İstanbul Emek, Barış ve Demokrasi Güçleri’nin Halkların Eşitlik ve Demokrasi Partisi’nin (DEM Parti) Colemêrg Belediyesi’ne kayyım atanmasına karşı Beyoğlu’nda bulunan Şişhane Meydanı’nda başlattığı nöbet 72’nci gününde devam etti. Eylemde,“Colemêrg ya me ye” ve “Diren Hakkari, İstanbul seninle” Kürtçe ve Türkçe yazılı pankart açıldı. Sık sık “Bijî berxwedana Colemêrg’ê”, “Direne direne kazanacağız”, “Kayyım gidecek biz kalacağız”, “Faşizme karşı omuz omuza”, "Bijî berxwedana zindanan”, “Özgür basın susturulamaz”, “Jin Jiyan azadî”, “Şehit namırın“Bijî berxwedana Colemêrg’ê” sloganları atıldı. Sendika, siyasi parti temsilcileri, gazeteciler destek verdiği eylemde “Kayyım defol” yazılı tişörtler giyildi.
Gazetecilerin katledilmesi protesto edildi
Güney Kurdistan’ın Silêmanî kentine bağlı Seyîdsadık ilçesinde 23 Ağustos’ta Türkiye’ye ait SİHA ile gerçekleştirilen saldırıda katledilen gazeteciler Gülistan Tara ve Hêro Bahadîn için kadın gazeteciler anıldı. “Baş eğmediler baş eğmedik baş eğmeyeceğiz”, “Hakikatin izindeyiz” ve “Apê Musa’nın küçük generalleri burada”, “Bimre îxanet bîjî berxedan”, “Ey şehit xwîna te erde namine” dövizleri ile katledilen gazetecilerin fotoğrafları taşındı.
‘Özgür Basın küllerinden yeniden doğdu’
Eylemde ilk olarak söz alan Diren Yurtsever, “Sadece Süleymaniye’de katledilen arkadaşlarımız için değil katledilen bütün arkadaşlarım için tekrardan söz vermek için bir araya geldik.
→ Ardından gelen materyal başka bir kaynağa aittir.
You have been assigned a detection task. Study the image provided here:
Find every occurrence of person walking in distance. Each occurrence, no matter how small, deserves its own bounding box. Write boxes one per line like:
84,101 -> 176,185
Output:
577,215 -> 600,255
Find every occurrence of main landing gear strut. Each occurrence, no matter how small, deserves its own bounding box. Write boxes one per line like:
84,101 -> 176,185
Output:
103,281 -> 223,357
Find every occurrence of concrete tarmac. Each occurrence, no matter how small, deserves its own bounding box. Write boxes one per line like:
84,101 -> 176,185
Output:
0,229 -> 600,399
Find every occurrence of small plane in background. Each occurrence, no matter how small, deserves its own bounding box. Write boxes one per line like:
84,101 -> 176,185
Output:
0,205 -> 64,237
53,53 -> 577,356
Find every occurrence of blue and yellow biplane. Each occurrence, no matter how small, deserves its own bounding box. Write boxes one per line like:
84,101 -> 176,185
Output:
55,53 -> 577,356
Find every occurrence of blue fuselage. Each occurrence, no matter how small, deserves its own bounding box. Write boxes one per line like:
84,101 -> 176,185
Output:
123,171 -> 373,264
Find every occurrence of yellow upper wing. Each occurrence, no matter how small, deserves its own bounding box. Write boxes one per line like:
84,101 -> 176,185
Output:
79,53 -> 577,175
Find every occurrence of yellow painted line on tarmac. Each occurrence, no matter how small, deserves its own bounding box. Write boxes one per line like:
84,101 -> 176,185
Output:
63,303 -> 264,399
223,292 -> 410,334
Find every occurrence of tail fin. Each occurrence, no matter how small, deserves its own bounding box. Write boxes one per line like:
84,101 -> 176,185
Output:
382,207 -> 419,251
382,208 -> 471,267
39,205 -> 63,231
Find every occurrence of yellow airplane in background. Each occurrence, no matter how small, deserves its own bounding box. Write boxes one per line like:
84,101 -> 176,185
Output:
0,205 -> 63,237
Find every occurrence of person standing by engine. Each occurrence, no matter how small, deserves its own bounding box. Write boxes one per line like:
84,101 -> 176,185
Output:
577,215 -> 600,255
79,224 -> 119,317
Katilleri tanıyoruz. 92’de Özgür ülkeyi bombalayanlardan, kadınların katliamlarına göz yumanlardan, gazetecilere dava açan zihniyetten, halka sefalete gören zihniyetten tanıyoruz. 90’larda bürolarımızı bombaladılar özgür basın çalışanları küllerinden yeniden doğdu. Bu gelenek her saldırıya karşı asla geri adım atmadı daha da ileriye gitti. Halkın haber alma hakkını, basın özgürlüğünü savunduk savunmaya devam edeceğiz. Katledilen arkadaşlarımızı saygıyla anıyoruz” dedi.
‘İhaneti teşhir edeceğiz’
Ardından İstanbul Özgür Öğrenci Meclisi üyesi söz aldı. Meclis üyesi şu ifadeleri kullandı: “Katledilen yalnızca iki insan değildi, Kürt halkı üzerinde yürütülen kirli politikaları, savaş suçlarını teşhir eden, hakikati yazan iki büyük kalemdi. Katledilen yalnızca iki insan değildi kendilerini Kürt halkının özgürlük mücadelesine adamış, Kürt halkının özgürlüğüne darbe vurmak için her türlü ihanetin içinde olanların ihanetini teşhir eden iki genç kadın öncüydü. Katledenler yalnızca bombalar değildi. Onları katleden 100 yıllık işgalci faşizmin yürütücüsü iktidar ve onların işbirlikçisi ihanet çizgisiydi. Ne faşizme boyun eğeceğiz ne ihaneti unutacağız. Katledilen her arkadaşımızın adını yaşatacak işgalcilerle hesaplaşacağız. Gençlik olarak ihaneti teşhir etmeye devam edeceğiz.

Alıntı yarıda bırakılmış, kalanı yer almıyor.